A ‘strong’ form of the Fundamental Theorem of Algebra

Question

Let $ n \in \mathbb{N} $ and $ a_{0},\ldots,a_{n-1} \in \mathbb{C} $ be constants. By the Fundamental Theorem of Algebra, the polynomial $$ p(z) := z^{n} + \sum_{k=0}^{n-1} a_{k} z^{k} \in \mathbb{C}[z] $$ has $ n $ roots, including multiplicity. If we vary the values of $ a_{0},\ldots,a_{n-1} $, the roots will obviously change, so it seems natural to ask the following question.

Do the $ n $ roots of $ p(z) $ depend on the coefficients in an analytic sort of way? More precisely, can we find holomorphic functions $ r_{1},\ldots,r_{n}: \mathbb{C}^{n} \to \mathbb{C} $ such that $$ z^{n} + \sum_{k=0}^{n-1} a_{k} z^{k} = \prod_{j=1}^{n} [z - {r_{j}}(a_{0},\ldots,a_{n-1})]? $$

The definition of a holomorphic function of several complex variables is given as follows:

Definition Let $ n \in \mathbb{N} $ and $ \Omega \subseteq \mathbb{C}^{n} $ be a domain (i.e., a connected open subset). A function $ f: \Omega \to \mathbb{C} $ is said to be holomorphic if and only if it is holomorphic in the usual sense in each of its $ n $ variables.

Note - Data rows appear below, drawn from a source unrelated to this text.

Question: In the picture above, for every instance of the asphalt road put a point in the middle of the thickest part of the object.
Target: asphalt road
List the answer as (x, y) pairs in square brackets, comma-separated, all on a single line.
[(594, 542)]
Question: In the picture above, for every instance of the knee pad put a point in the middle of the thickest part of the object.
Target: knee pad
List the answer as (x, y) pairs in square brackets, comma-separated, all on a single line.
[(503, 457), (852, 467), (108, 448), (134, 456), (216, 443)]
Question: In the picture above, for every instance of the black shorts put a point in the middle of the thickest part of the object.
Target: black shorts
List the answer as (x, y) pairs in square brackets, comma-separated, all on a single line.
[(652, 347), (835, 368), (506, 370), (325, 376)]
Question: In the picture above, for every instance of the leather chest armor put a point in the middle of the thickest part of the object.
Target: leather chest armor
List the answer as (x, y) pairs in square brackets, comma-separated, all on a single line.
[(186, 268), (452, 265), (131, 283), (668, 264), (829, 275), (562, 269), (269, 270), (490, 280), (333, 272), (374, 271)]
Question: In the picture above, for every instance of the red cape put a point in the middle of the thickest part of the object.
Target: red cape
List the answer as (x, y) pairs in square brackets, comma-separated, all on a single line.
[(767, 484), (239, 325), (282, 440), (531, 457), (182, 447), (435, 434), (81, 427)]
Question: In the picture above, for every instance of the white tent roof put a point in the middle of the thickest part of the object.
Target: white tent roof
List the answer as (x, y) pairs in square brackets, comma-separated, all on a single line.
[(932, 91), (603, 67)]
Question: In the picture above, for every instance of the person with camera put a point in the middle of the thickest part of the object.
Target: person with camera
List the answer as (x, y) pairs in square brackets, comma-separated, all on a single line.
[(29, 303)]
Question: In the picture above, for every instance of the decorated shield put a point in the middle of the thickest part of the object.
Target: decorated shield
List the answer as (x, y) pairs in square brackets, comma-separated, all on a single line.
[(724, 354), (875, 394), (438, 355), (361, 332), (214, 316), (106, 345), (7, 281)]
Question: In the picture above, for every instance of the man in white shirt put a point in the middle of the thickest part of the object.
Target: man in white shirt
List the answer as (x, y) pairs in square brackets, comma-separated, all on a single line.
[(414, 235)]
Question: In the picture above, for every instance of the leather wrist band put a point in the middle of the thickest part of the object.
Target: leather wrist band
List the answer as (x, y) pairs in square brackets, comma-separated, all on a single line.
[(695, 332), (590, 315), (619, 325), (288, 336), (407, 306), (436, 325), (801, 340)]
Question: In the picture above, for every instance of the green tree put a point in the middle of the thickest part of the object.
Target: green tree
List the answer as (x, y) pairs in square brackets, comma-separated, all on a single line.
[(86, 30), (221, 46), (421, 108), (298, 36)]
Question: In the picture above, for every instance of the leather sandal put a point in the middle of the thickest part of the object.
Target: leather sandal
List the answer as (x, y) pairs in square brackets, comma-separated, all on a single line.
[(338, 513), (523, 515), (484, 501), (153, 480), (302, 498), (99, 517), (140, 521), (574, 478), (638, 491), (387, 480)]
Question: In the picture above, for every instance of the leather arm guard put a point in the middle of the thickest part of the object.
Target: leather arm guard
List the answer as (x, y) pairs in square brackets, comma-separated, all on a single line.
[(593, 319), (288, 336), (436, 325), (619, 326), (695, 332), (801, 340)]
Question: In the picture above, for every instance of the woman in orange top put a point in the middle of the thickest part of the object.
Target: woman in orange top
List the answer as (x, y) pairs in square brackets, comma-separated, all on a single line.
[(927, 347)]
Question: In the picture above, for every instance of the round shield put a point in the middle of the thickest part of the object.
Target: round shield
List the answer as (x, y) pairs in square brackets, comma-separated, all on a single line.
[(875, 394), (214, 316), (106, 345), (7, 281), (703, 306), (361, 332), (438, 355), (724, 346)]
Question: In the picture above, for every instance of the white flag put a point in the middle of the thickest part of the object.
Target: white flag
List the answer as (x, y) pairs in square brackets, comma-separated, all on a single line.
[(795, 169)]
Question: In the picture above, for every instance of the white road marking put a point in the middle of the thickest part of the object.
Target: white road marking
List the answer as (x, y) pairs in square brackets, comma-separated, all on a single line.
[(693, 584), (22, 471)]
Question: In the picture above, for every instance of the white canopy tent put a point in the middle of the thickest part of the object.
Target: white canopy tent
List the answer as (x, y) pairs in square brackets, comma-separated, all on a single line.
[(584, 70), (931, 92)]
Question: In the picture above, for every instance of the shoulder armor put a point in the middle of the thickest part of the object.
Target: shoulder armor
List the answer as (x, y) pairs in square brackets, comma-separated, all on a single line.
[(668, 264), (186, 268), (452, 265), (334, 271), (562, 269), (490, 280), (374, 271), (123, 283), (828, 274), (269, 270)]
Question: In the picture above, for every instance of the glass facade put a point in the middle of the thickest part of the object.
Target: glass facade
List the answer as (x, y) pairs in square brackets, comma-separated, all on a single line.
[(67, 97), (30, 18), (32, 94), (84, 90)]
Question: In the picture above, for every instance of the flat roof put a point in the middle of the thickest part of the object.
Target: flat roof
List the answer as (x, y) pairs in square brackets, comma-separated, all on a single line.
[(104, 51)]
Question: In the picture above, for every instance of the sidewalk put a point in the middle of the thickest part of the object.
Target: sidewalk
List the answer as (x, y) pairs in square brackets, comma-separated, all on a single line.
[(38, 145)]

The existence of $ r_{1},\ldots,r_{n}: \mathbb{C}^{n} \to \mathbb{C} $ that are continuous seems to be a well-known result (due to Ostrowski, perhaps?), but I am unable to find anything in the literature that is concerned with the holomorphicity of these functions.

Any help would be greatly appreciated. Thank you very much!

Answer 1

Such holomorphic functions exist locally as long as you stay away from places where two or more of the roots coincide, but the global situation is more complicated. To get an idea of what happens, consider the case $n=2$, i.e., quadratic equations, and, to make things clearer yet, consider the subspace of $\mathbb C^2$ where $a_1=0$. So you're looking at the equation $z^2+a_0=0$. The solutions, of course, are the two branches of $\sqrt{-a_0}$. They're locally holomorphic away from the origin, but there's a branch point at the origin, and the two solutions (away from the origin) are actually branches of a single, two-valued analytic function.

The general situation is similar, but bigger and in higher dimensions. Away from the locus $D$ where two (or more) of the roots coincide, you have $n$ local holomorphic functions, but these are branches of a single $n$-valued analytic function, with branching along the locus $D$.

Answer 2

To give a little expansion to @Andreas’s answer, let’s examine a little more closely the way the coefficients depend on the roots. Let’s take an $n$-tuple of roots, say $\rho=(\rho_1,\cdots,\rho_n)$ and form the corresponding $n$-tuple whose entries are the coefficients $a=(a_0,\cdots,a_{n-1})$ of the monic polynomial whose roots are the $\rho_i$’s. You have the map $C\colon\rho\mapsto a$, and you can ask what the Jacobian determinant is of this map, call it $J$. Then the fact is that $J^2$ is the discriminant of the polynomial $F(x)=x^n+\sum_0^{n-1}a_{n-i}x^i$, which as you probably know is a polynomial in the $a_i$’s. This fact makes it very clear, via the Inverse Function Theorem, how and when and why the roots depend on the coefficients.

Answer 3

Consider the map

$$E\colon = (x_1, x_2, \ldots, x_n) \mapsto (\sum x_i, \sum_{j< j} x_i x_j, \ldots, x_1 x_2 \cdots x_n)= (e_1, \ldots, e_n)$$

Assume that there exists a solution map $S$ defined locally around a point $(e_1, \ldots, e_n)$ such that

$$E \circ S = \textrm{Id}$$

Then taking the derivative maps at the point $(e_1, \ldots, e_n)$ we get

$$D E \circ D S = \textrm{Id}$$

Now, note that the Jacobian of $E$ at a point $(x_1, \ldots, x_n)$ has determinant $\prod_{i< j} (x_i - x_j)$ (interesting, but not difficult calculation). We conclude that for every $(e_1, \ldots, e_n)$ where the discriminant $\prod_{i<j} (x_i - x_j)^2$ (expressed in terms of $(e_1, \ldots, e_n)$) is $0$, every point $(x_1, \ldots, x_n)$ in the fibre of $(e_1, \ldots, e_n)$ is singular for the map $E$. Therefore,

1. we cannot invert smoothly the map $e$ around points in the image with a $0$ discriminant ( chain rule)

2. we can invert smoothly around points in the image with a non-zero discriminant (by inverse function theorem).

Note: this is just what Prof. Lubin is saying.